Nachruf Höpfingens letzte ortsstämmige Ordensschwester Brigitte Hauk ist gestorben

Leben lang im Dienste Gottes

Höpfingen.Die letzte ortsstämmige Ordensschwester von Höpfingen, Brigitte Hauk, ist verstorben. Die allseits beliebte Schwester hat sich am Donnerstag nach einem ereignisreichen Leben im Alter von 76 Jahren friedlich auf ihren letzten Weg begeben, nachdem sie ihr Leben in den Dienst Gottes gestellt hatte. Ihr Credo lautete in der Hoffnung auf Nachahmerinnen stets „Der Weg ist nicht leicht, aber es lohnt sich“.

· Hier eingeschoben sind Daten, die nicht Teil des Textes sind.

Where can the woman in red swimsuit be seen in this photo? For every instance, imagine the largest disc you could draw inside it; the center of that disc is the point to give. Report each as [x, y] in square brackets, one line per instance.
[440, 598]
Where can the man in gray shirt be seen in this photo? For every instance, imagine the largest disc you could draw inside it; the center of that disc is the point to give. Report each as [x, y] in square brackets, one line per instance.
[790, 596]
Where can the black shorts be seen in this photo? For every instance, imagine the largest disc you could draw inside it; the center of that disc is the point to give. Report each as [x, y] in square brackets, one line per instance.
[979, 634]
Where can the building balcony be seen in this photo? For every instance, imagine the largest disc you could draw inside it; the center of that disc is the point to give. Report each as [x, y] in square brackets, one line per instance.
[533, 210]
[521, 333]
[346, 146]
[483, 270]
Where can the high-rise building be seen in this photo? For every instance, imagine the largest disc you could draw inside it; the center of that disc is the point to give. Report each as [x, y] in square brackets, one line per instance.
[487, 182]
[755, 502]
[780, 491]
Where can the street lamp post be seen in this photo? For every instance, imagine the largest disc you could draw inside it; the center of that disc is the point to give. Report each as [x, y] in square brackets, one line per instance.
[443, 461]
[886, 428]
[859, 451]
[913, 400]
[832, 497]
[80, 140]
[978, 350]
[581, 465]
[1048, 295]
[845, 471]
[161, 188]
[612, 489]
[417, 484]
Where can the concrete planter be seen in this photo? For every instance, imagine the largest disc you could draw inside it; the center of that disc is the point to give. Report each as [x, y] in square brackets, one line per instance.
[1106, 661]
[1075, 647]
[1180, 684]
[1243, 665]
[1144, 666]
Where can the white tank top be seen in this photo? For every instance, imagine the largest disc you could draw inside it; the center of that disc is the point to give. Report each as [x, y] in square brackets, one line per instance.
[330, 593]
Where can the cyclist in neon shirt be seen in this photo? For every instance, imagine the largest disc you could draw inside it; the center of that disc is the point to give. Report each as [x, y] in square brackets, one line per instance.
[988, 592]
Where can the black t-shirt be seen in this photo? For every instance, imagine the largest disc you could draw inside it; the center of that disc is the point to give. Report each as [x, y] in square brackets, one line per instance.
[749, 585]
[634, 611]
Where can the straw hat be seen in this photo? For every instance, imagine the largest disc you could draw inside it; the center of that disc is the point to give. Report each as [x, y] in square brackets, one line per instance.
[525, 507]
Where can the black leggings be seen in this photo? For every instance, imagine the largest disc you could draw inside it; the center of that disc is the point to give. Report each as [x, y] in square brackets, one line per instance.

Schwester Brigitte Hauk wurde 1943 als ältestes Kind von Josef und Elisabeth Hauk geboren. Sie wuchs mit drei Geschwistern im Ort auf und besuchte auch in Höpfingen die Grundschule. Nach der Mittel- und Realschule in Hardheim wurde sie in einer Freiburger Klosterschule zur Hauswirtschafterin ausgebildet.

Ihren Lebenswunsch „englischsprachige Missionsarbeit“ ging sie durch ihren Ordenseintritt im Juli 1962 im Kloster der Missionsdominikanerinnen in Strahlfeld bei Roding in der bayrischen Oberpfalz aktiv an.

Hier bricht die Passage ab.